Japanese Girls Never Die
New York Asian Film Festival 2017
June 30 - July 16, 2017
A vibrant protest against the oppression of women, a provocative pop-art manifesto, and the improbably touching story of a gone girl whose life gains new meaning after her disappearance. Director Daigo Matsui’s agenda is ambitious, and Japanese Girls Never Die is one of the past year’s most audacious pieces of cinema.

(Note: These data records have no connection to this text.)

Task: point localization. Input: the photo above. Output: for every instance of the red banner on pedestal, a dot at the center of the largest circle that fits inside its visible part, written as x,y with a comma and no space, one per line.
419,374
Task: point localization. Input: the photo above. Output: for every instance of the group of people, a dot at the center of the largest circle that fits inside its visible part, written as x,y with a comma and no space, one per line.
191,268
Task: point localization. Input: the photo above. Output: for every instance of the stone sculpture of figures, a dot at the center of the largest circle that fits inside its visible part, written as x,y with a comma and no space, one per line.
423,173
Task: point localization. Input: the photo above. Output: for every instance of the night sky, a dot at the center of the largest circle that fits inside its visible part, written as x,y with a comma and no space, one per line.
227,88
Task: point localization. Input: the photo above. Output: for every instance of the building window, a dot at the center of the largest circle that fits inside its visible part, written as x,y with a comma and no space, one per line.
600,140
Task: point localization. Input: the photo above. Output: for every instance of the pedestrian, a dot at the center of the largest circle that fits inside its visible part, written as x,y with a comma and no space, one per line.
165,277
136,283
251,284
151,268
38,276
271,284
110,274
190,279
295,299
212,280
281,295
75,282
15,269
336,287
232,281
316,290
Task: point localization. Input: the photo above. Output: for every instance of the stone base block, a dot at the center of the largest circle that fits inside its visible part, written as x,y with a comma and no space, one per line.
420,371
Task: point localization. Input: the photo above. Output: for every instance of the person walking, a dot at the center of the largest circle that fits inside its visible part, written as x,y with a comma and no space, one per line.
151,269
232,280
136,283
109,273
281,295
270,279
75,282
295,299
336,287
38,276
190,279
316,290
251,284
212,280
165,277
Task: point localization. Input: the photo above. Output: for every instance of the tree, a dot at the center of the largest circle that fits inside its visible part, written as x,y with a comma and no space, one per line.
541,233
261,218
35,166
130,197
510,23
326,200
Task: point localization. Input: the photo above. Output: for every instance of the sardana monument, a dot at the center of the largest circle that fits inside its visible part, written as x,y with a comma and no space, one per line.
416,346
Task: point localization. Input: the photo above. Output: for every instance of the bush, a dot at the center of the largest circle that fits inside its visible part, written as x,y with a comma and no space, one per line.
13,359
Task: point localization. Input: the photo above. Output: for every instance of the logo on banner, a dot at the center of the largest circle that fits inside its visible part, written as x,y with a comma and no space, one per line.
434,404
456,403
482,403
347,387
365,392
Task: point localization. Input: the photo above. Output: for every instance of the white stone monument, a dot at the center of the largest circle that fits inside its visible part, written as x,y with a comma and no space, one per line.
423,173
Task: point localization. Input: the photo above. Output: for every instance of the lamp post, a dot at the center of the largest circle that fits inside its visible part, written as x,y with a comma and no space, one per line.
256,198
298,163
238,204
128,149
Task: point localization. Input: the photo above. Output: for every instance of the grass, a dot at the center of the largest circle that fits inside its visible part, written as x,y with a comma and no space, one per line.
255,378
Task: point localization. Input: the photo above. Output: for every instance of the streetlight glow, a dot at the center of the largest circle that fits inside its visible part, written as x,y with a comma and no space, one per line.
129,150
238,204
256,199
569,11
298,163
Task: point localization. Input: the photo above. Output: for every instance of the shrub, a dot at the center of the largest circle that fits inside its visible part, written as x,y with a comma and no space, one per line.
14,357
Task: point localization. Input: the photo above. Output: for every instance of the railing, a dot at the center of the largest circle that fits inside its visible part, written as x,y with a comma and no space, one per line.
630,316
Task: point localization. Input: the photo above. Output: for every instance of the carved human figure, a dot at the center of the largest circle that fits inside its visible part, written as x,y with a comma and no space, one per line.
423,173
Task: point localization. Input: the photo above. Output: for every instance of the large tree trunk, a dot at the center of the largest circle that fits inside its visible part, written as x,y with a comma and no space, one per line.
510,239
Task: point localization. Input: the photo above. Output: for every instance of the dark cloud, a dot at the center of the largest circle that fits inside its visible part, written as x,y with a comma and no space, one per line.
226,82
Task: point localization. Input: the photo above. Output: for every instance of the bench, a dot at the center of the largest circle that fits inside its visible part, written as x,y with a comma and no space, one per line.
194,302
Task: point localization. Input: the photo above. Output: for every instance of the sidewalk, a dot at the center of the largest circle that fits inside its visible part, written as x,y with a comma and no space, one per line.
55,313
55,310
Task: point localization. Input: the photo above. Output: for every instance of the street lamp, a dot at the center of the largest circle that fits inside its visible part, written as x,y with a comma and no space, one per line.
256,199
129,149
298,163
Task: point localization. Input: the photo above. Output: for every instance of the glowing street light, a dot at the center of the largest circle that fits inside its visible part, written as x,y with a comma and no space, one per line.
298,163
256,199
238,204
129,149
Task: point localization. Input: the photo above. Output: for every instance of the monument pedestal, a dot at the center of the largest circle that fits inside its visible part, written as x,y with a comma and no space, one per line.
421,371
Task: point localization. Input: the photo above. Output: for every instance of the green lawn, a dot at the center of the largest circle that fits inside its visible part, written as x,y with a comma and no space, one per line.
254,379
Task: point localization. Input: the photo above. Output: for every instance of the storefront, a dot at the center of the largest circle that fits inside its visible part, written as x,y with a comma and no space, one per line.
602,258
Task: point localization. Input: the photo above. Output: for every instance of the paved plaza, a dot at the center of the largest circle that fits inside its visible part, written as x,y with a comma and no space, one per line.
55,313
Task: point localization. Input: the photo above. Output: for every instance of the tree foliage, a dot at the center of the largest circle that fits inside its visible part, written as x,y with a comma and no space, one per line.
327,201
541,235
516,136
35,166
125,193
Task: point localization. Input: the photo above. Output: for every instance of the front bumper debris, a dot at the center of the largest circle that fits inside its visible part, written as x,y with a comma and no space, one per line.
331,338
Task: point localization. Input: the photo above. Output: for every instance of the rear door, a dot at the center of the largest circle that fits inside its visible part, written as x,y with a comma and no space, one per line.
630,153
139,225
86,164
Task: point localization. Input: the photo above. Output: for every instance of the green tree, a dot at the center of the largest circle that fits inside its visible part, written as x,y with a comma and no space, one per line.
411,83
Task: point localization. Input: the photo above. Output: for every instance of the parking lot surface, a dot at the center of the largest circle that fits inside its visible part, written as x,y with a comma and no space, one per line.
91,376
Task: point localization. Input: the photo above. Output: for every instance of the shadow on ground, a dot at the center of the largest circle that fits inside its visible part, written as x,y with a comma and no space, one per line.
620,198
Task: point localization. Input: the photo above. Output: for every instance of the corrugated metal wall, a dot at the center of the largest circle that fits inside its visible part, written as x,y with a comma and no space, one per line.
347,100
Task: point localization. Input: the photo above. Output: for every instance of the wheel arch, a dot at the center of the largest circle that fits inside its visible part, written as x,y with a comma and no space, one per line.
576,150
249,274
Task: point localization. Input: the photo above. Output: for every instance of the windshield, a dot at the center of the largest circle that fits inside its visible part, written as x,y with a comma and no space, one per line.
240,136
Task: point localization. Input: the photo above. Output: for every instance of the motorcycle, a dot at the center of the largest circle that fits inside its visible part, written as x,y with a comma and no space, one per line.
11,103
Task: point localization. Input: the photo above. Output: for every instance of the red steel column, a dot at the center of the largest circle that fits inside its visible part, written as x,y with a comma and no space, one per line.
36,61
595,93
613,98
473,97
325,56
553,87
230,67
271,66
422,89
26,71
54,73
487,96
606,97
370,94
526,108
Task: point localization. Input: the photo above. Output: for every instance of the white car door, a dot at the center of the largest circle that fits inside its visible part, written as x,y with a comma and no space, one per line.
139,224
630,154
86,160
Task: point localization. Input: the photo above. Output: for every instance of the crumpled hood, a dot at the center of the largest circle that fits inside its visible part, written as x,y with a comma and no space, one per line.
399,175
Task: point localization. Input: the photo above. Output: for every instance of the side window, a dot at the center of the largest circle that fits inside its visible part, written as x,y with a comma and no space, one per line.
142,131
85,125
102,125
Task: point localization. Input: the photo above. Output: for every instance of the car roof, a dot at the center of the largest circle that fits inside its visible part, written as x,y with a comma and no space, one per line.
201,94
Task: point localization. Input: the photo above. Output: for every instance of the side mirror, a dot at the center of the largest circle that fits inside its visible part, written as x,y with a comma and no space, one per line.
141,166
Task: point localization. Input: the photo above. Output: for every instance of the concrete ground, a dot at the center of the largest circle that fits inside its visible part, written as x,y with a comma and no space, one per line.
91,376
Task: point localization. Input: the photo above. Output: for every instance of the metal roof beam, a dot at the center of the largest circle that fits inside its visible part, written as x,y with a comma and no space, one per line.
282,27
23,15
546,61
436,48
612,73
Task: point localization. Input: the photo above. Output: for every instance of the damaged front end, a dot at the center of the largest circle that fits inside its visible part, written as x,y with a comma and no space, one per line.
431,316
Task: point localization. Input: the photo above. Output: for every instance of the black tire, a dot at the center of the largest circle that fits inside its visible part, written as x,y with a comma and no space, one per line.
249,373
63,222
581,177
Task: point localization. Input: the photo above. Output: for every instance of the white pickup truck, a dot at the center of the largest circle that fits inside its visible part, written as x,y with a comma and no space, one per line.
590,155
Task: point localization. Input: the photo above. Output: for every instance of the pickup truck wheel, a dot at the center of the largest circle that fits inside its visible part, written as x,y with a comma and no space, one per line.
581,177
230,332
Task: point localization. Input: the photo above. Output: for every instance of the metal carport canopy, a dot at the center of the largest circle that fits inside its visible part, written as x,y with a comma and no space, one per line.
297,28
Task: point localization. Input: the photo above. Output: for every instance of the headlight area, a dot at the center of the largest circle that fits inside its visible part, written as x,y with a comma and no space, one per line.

As the original Japanese title (“Haruko Azumi Is Missing”) indicates, Japanese Girls Never Die is centered on the disappearance of a woman, a void around which the film revolves: 27-year-old, unmarried Haruko (Yu Aoi), stuck in a no-prospect office job and a one-way love for her oddball neighbor, is barely more than a spectator in her own colorless life—until she vanishes. Enigmatic graffiti, based on her missing person poster, suddenly decorates the walls of the suburban town, the result of two self-declared artists’ whimsical and random experiments. Meanwhile, a gang of giggling schoolgirls brings terror and violence to the streets, savagely assaulting random men. Daigo Matsui’s film throws many things at the viewer: a vibrant protest against the oppression of women, a provocative pop-art manifesto, and the improbably touching story of a gone girl, all dexterously interwoven.